Previous studies of MacArthur have fallen into one of two camps, those that denigrated him as a charlatan and blunderer and those that honoured him as a great soldier and patriot. MacArthur left no one neutral about him. Perret never lets MacArthur's charm and charisma blind his critical eye, but neither does he allow his faults to erase his occasional genius as a strategist and his repeated triumphs as a leader in the field. Through six previous books, he has devoted his own professional career to the study of America at war. He knows the details. When he writes about MacArthur's routing of the Bonus Army demonstrators of 1932, an incident that fixed his image as a brutal and ruthless reactionary, a reader has confidence that he has examined every order of the day, reviewed every bit of evidence, reconstructed the events minute by minute.

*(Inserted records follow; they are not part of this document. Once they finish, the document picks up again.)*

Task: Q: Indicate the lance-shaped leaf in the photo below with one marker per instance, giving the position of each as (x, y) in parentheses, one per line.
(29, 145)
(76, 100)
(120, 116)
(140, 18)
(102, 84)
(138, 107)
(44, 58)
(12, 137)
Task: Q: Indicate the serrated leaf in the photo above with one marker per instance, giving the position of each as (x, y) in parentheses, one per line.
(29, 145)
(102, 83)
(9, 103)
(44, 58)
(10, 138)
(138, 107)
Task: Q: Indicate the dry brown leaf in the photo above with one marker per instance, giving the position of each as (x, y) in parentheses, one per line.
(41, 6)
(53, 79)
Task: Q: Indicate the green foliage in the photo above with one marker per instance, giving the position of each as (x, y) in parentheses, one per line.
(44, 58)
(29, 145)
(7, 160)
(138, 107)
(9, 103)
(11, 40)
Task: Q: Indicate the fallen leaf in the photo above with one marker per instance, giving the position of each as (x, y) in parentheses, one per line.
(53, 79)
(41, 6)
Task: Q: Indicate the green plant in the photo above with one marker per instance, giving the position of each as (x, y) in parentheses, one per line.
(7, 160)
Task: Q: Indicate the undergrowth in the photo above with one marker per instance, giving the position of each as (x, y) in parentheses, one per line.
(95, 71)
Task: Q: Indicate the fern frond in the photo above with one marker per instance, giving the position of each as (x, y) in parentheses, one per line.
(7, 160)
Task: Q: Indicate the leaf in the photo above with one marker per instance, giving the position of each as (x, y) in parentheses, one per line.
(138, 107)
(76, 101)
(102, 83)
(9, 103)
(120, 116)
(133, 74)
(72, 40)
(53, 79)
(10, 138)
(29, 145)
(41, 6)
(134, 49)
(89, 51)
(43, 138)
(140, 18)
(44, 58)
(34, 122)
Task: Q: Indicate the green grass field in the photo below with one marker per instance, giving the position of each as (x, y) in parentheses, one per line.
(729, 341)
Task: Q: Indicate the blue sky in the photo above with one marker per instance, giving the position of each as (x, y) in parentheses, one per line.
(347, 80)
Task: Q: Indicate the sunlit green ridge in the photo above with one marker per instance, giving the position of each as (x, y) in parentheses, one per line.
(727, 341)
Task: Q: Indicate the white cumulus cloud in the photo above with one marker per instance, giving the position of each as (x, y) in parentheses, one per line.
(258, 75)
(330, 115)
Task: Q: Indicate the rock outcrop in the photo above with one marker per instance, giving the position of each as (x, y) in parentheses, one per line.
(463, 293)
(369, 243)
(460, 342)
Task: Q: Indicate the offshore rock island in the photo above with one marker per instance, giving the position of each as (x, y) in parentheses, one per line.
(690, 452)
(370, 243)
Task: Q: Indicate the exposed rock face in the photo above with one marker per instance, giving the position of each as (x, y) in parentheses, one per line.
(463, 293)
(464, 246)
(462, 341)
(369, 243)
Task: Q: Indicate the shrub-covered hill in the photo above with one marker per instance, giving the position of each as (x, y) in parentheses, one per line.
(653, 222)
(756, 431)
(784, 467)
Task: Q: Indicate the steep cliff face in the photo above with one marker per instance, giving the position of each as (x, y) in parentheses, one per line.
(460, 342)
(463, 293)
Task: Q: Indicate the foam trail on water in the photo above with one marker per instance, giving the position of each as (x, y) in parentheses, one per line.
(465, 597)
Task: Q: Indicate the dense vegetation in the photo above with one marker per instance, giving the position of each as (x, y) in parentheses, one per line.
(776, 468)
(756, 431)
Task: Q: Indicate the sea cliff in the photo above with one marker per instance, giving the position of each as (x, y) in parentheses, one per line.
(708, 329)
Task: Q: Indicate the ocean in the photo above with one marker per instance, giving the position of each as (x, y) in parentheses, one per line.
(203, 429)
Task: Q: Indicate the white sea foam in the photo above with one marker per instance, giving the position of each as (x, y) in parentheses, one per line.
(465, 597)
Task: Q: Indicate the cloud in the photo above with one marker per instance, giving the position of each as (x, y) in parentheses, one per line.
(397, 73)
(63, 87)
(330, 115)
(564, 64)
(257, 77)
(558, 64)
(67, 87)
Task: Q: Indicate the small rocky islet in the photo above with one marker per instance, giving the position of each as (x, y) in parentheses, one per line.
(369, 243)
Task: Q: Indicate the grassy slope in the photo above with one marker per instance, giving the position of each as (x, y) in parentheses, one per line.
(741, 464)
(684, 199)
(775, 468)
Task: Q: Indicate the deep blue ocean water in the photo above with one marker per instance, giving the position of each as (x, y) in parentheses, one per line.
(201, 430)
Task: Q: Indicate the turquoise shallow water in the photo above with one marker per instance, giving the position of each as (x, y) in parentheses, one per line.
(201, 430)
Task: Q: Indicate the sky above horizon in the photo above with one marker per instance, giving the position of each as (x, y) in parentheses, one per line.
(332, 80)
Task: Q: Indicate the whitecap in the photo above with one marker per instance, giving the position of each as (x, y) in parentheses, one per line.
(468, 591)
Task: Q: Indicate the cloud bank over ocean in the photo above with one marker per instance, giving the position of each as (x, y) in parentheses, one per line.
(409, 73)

Perret concludes that MacArthur became a victim of a sophisticated public relations coup engineered by political supporters of the demonstrators. In those pacifist times, he contributed to his own disaster by donning his fanciest uniform, the one with the most ribbons, fetched from home mistakenly by his valet at the last minute. The most decorated officer of World War I thus led the troops, bayonets drawn, against a ragtag band of unemployed veterans and their families seeking only to petition their government for disaster relief in the depths of the Great Depression. But he did so reluctantly, carefully and with respect for both the civilian authority under which he operated and the needs of the women and children encamped in squalor.

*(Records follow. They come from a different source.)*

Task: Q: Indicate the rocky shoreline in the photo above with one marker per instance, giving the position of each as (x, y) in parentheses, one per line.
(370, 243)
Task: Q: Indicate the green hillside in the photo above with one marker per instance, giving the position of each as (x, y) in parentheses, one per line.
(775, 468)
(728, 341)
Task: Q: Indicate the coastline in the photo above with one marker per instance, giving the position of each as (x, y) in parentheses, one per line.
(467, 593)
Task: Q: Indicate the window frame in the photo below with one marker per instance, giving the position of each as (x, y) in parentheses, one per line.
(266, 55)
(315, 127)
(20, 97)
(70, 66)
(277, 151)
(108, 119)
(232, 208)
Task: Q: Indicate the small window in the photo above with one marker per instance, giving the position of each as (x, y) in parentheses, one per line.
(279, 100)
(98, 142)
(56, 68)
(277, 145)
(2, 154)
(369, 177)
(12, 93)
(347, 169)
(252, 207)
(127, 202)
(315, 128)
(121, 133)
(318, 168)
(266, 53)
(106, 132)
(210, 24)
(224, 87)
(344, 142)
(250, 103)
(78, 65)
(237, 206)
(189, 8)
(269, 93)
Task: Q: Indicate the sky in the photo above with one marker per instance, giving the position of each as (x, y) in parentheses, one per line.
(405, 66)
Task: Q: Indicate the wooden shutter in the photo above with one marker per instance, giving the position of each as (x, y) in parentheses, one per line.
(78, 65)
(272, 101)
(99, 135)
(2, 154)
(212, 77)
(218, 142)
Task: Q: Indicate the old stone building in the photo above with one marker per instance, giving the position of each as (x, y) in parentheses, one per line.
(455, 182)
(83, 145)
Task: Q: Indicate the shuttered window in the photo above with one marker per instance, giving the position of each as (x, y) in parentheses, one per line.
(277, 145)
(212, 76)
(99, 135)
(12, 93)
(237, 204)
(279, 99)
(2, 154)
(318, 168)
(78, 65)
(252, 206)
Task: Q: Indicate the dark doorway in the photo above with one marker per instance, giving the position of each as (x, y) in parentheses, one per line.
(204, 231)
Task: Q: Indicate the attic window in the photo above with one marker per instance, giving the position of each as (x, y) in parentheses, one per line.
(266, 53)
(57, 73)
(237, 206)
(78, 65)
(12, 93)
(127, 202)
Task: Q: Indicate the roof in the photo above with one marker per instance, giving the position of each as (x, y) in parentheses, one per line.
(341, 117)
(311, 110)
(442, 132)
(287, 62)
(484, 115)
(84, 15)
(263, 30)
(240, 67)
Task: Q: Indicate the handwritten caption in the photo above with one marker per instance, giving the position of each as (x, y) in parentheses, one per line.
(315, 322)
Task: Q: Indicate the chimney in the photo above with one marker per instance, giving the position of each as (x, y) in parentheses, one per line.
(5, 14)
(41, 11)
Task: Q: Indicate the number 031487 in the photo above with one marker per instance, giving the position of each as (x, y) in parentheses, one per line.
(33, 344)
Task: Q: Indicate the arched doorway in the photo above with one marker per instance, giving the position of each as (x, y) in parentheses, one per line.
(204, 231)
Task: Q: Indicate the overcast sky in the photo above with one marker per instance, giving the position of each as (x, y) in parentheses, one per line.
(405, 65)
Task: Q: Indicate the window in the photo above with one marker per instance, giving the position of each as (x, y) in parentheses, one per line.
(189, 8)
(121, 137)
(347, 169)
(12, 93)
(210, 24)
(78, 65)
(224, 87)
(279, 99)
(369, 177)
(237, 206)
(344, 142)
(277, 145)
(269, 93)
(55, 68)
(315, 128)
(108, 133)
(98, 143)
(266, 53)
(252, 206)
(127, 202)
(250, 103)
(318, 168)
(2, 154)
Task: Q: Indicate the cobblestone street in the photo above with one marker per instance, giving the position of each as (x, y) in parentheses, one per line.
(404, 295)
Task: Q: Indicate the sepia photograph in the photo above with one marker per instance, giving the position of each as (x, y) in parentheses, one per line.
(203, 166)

Because he brings such deep appreciation for his subject to his work, Perret writes with a spare elegance that allows the events to supply the drama. MacArthur's life offered plenty, both professionally and personally. There was the "I shall return" flight from the Philippines, the drafting of the democratic constitution for Japan, the brilliant landing at Inchon to save South Korea. There was also the ruinous drive north that brought the Chinese into the Korean War and the insubordinate confrontation with Truman that cost him his career.

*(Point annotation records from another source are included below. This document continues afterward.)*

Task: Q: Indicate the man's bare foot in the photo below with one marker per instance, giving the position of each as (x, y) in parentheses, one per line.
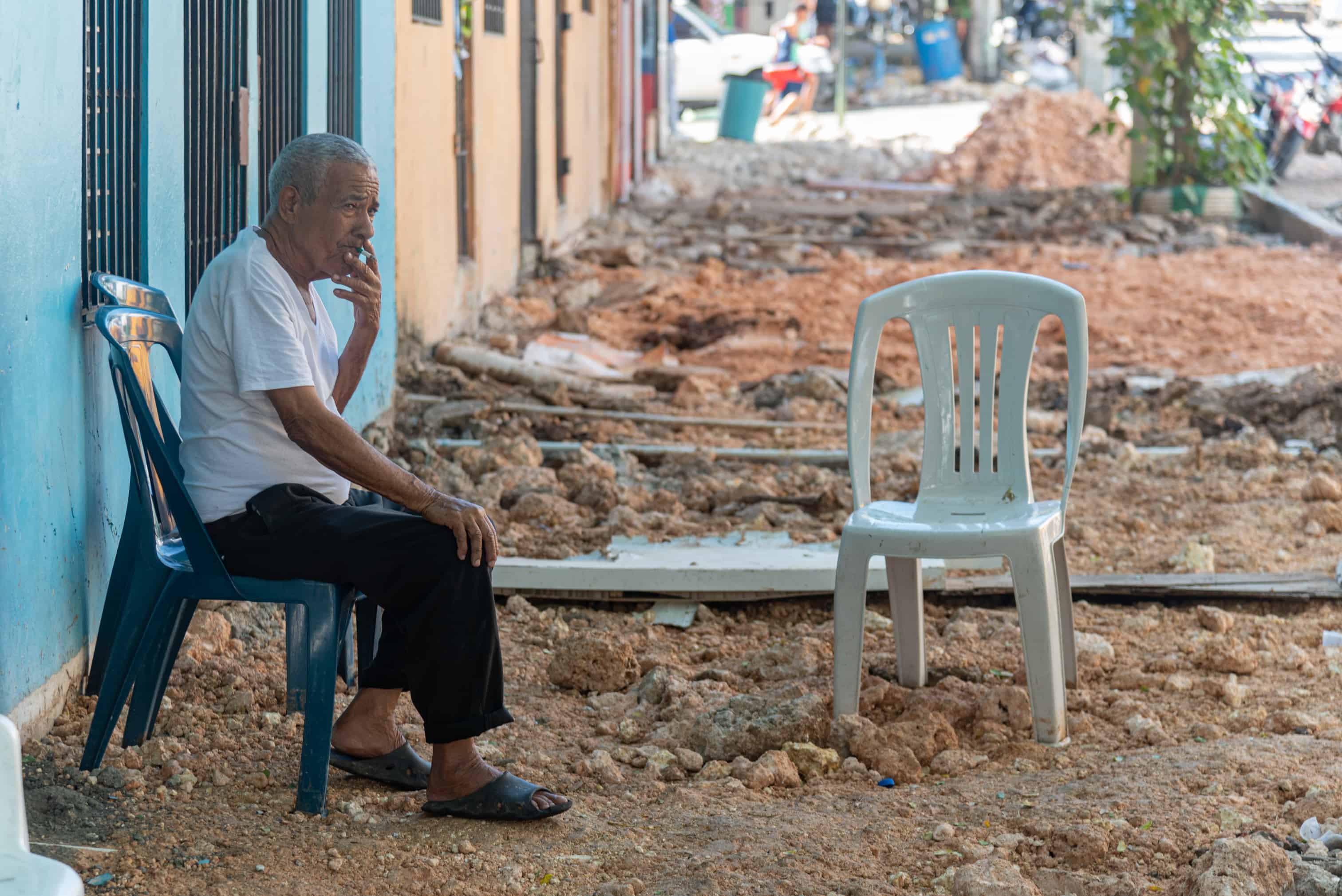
(368, 726)
(459, 772)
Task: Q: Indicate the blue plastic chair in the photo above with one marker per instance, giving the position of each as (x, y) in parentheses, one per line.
(195, 571)
(134, 572)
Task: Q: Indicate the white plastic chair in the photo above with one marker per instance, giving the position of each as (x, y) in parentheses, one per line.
(22, 874)
(965, 509)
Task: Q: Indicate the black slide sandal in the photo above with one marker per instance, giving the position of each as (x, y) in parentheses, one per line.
(402, 768)
(505, 798)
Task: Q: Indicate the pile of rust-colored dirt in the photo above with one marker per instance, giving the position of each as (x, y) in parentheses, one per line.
(1039, 140)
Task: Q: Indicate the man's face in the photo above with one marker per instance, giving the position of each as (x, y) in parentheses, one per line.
(340, 222)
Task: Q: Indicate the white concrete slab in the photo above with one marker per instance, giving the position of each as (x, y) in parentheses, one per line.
(742, 562)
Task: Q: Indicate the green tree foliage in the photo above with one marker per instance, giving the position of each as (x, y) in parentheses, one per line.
(1181, 75)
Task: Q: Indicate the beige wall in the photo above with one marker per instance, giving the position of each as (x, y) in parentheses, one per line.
(587, 132)
(497, 152)
(429, 306)
(438, 293)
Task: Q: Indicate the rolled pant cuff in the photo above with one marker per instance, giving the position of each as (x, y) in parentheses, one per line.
(390, 680)
(473, 727)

Perret covers all these in a riveting narrative that corrects the record and improves the story as it goes, but he also adds much greater depth by examining the private life in the same detail. The first marriage, to a fabulously wealthy divorcee, ended bitterly. When she spilled her bile years later to a newspaper columnist through a haze of alcohol, she helped solidify the reputation MacArthur had acquired in the Bonus Army confrontation. He sued for defamation in a vain attempt to correct the record, but that only called forth evidence of the teenaged Philippine mistress he had brought back from Washington.
Perret muses that if only MacArthur had been killed during the Invasion at Inchon, his sins could have been washed away, leaving us to marvel at the genius who saved the world from communism at a deep gash in the Korean coastline. In Perret's view, he was after all the second greatest military leader in American history, behind only Ulysses S Grant. Instead, he spiralled downhill into open confrontation with President Truman, who fired "the son of a bitch" for insubordination. The long career earned him a hero's welcome home, but he soon faded away, as he had promised, to a suite at the Waldorf-Astoria. He had become a great man only after the era of great men had ended.